The disord() function takes a list argument, and this is useful for working with mvp objects:

(a <- as.mvp("x^2 + 4 - 3*x*y*z"))
## mvp object algebraically equal to
## 4 - 3 x y z + x^2
vars(a)
## A disord object with hash e09bcadc2a1cd06b9c3239445d73ec684acf17e6 and elements
## [[1]]
## character(0)
## 
## [[2]]
## [1] "x" "y" "z"
## 
## [[3]]
## [1] "x"
## 
## (in some order)
powers(a)
## A disord object with hash e09bcadc2a1cd06b9c3239445d73ec684acf17e6 and elements
## [[1]]
## integer(0)
## 
## [[2]]
## [1] 1 1 1
## 
## [[3]]
## [1] 2
## 
## (in some order)
coeffs(a)
## A disord object with hash e09bcadc2a1cd06b9c3239445d73ec684acf17e6 and elements
## [1]  4 -3  1
## (in some order)

Note that the hash of all three objects is identical, generated from the polynomial itself (not just the relevant element of the three-element list that is an mvp object).
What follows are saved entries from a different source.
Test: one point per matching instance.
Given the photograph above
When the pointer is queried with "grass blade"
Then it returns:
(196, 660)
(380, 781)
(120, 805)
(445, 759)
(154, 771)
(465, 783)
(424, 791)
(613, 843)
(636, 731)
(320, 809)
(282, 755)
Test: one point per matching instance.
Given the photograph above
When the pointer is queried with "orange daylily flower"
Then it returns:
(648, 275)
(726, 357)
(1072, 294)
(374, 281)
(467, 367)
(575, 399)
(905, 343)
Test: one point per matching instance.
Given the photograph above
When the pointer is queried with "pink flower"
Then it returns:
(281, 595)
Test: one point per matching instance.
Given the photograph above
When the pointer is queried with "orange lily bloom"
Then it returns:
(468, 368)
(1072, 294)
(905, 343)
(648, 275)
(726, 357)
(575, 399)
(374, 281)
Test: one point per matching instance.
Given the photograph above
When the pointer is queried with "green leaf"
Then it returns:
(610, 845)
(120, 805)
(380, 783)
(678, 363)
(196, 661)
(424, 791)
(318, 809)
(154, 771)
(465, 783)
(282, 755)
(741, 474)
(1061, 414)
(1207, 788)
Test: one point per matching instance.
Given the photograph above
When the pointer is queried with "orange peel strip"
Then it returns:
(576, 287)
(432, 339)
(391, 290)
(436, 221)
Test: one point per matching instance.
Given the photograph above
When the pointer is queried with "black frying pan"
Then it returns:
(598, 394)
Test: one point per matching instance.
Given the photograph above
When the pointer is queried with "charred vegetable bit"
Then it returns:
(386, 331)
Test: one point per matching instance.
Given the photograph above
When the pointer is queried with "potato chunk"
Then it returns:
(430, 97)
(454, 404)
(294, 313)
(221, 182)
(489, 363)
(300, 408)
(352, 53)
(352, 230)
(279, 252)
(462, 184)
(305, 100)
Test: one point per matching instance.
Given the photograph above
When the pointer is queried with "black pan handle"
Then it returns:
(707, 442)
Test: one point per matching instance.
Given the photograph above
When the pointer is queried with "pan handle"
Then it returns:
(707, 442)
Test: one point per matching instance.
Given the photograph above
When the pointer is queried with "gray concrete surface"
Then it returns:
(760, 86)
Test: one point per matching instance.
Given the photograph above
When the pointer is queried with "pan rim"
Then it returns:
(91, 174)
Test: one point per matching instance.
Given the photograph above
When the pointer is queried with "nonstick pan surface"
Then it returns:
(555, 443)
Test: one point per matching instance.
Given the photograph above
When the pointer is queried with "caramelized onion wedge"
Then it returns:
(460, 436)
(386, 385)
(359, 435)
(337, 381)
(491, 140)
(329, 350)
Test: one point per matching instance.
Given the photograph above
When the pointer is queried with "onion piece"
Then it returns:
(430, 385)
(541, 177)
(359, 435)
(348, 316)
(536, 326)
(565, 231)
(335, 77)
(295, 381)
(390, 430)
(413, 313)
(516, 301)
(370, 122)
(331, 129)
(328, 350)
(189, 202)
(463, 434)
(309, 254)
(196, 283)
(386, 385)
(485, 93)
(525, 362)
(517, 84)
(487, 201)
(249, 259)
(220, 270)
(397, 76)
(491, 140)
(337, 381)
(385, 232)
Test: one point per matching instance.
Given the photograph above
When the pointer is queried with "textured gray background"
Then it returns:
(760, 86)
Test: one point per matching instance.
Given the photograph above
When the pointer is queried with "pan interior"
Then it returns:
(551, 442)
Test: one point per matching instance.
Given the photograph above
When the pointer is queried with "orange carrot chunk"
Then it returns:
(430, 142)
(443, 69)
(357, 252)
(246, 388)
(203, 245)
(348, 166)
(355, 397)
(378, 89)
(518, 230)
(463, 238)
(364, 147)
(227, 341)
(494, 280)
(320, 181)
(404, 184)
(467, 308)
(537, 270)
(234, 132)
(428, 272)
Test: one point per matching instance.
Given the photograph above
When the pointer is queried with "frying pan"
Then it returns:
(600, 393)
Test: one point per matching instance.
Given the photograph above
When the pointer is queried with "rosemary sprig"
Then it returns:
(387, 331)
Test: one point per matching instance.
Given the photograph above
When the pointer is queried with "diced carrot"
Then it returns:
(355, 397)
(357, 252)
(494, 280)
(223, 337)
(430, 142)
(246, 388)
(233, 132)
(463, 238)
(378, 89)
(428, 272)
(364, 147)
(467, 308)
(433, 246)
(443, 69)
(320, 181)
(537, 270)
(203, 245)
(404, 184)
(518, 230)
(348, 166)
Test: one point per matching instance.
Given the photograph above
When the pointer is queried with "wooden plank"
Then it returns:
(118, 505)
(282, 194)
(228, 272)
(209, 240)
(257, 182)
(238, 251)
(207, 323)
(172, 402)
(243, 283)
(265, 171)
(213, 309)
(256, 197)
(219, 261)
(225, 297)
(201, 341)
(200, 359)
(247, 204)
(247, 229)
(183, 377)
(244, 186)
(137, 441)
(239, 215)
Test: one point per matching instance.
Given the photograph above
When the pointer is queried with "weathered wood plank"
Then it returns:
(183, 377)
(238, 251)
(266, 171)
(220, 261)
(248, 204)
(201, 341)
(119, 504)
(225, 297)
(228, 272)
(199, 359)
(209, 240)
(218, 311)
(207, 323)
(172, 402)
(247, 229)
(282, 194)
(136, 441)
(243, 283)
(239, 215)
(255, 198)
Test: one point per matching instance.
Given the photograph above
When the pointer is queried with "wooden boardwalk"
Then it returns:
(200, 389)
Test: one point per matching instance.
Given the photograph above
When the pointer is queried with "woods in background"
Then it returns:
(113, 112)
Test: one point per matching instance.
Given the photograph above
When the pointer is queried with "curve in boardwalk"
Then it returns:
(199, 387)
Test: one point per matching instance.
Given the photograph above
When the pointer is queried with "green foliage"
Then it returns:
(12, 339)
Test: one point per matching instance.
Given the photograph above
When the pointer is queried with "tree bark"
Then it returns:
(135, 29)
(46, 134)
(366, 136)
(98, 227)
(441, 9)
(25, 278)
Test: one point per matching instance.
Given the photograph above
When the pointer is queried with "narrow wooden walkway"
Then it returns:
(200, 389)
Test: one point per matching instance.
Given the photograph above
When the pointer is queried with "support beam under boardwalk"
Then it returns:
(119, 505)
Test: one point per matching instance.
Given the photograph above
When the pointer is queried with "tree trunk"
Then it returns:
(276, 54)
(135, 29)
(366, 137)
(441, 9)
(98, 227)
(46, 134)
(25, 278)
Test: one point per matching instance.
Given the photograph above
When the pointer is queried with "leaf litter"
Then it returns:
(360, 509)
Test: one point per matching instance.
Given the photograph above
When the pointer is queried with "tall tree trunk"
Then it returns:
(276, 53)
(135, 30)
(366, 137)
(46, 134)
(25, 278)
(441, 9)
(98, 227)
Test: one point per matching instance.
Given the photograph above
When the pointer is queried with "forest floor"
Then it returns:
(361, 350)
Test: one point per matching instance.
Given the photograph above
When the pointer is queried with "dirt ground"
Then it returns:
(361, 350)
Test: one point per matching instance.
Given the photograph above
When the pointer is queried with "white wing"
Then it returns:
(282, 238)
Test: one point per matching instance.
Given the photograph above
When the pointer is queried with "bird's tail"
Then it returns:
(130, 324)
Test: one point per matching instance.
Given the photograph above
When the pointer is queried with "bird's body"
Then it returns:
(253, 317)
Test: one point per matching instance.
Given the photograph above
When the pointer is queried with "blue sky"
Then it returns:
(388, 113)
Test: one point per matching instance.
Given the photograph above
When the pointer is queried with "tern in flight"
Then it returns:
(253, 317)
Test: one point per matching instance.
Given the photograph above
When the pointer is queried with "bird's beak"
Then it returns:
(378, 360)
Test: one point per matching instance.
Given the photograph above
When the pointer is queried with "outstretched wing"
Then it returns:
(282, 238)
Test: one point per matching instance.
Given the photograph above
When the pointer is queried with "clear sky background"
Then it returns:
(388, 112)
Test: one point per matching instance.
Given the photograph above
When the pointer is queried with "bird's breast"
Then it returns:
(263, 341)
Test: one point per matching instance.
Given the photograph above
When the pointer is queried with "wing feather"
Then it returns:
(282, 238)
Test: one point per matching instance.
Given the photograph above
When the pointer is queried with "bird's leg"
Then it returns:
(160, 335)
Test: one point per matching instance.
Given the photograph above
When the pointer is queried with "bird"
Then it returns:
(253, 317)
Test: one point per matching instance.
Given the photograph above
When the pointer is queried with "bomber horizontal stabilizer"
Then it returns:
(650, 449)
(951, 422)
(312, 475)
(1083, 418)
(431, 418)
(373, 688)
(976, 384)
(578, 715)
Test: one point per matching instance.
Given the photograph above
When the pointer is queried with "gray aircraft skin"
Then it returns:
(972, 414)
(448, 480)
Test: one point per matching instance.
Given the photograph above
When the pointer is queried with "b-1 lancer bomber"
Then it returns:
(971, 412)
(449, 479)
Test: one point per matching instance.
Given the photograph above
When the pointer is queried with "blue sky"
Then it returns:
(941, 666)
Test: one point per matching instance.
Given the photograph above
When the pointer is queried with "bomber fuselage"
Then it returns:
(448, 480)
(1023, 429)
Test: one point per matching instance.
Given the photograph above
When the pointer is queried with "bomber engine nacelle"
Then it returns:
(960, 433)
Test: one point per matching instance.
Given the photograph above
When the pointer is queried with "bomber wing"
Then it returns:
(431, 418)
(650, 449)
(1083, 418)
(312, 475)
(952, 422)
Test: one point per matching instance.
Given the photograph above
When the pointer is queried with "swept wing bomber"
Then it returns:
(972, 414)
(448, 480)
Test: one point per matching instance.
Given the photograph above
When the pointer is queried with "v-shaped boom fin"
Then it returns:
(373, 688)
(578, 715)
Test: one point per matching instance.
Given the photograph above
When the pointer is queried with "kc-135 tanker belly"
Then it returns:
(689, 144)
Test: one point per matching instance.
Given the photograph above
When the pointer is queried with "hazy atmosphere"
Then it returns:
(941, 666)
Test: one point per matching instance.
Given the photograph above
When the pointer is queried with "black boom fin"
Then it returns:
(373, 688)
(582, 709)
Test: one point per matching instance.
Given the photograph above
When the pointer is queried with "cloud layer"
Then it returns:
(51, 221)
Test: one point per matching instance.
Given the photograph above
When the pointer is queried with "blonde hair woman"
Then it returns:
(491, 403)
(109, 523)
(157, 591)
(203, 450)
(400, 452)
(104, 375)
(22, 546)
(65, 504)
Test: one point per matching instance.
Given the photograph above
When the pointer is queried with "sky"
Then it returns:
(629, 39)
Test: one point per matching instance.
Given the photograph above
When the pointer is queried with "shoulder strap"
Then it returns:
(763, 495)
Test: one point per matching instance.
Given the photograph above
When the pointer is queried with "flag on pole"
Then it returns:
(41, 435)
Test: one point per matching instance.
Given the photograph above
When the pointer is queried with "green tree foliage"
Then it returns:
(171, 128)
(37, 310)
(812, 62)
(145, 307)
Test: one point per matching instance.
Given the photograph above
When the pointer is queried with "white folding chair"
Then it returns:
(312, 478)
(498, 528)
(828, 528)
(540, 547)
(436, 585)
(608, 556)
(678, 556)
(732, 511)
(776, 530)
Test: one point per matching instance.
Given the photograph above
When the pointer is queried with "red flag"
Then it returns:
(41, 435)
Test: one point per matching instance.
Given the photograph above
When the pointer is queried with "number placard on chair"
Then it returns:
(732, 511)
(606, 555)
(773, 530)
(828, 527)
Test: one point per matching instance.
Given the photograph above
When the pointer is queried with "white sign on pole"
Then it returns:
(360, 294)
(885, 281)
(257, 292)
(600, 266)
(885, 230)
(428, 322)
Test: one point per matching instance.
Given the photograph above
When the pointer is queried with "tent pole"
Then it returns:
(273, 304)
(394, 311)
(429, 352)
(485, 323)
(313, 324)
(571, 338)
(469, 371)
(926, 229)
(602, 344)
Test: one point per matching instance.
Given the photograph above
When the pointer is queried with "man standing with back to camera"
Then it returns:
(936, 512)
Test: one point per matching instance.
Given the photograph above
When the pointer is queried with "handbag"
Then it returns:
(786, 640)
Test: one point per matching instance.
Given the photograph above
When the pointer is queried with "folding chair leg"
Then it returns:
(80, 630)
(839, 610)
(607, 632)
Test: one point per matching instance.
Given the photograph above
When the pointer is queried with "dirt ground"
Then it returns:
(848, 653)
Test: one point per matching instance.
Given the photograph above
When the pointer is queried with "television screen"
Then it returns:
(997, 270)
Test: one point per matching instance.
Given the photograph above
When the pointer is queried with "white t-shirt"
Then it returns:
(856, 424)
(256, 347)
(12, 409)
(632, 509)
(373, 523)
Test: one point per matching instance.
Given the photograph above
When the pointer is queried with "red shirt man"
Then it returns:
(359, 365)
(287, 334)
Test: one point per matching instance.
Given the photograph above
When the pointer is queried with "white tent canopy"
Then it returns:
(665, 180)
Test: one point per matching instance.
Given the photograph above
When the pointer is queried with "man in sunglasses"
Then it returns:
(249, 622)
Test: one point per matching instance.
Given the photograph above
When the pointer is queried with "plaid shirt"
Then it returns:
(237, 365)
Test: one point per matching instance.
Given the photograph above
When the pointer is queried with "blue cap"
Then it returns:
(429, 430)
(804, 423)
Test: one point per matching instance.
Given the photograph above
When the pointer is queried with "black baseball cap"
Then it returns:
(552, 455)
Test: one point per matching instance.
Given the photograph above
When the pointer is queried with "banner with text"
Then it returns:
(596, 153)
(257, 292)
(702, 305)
This allows us to do some rather interesting things:

double <- function(x){2*x}
(a <- rmvp())
## mvp object algebraically equal to
## 4 + 2 a b d f + 5 a b e + 7 a f + 4 a^2 f^2 + d e^2 f^3 + e
pa <- powers(a)
va <- vars(a)
ca <- coeffs(a)
pa[ca<4] <- sapply(pa,double)[ca<4]
mvp(va,pa,ca)
## mvp object algebraically equal to
## 4 + 5 a b e + 7 a f + 2 a^2 b^2 d^2 f^2 + 4 a^2 f^2 + d^2 e^4 f^6 + e^2

Above, a was a multivariate polynomial and we doubled the powers of all variables in terms with coefficients less than 4. Or even:

a <- as.mvp("3 + 5*a*b - 7*a*b*x^2 + 2*a*b^2*c*d*x*y -6*x*y + 8*a*b*c*d*x")
a
## mvp object algebraically equal to
## 3 + 5 a b + 8 a b c d x - 7 a b x^2 + 2 a b^2 c d x y - 6 x y
pa <- powers(a)
va <- vars(a)
ca <- coeffs(a)
va[sapply(pa,length) > 4] <- sapply(va,toupper)[sapply(pa,length) > 4]
mvp(va,pa,ca)
## mvp object algebraically equal to
## 3 + 8 A B C D X + 2 A B^2 C D X Y + 5 a b - 7 a b x^2 - 6 x y

Above, we took multivariate polynomial a and replaced the variable names in every term with more than four variables with their uppercase equivalents.

References

Hankin, Robin K. S. 2022. “Disordered Vectors in R: Introducing the disordR Package.” arXiv. https://doi.org/10.48550/ARXIV.2210.03856.
ISO Central Secretary. 1998. “Programming Languages—C++. ISO/IEC 144882.” First. American National Standard Institute.
Josuttis, N. M. 1999. The c++ Standard Library: A Tutorial and Reference. Addison-Wesley.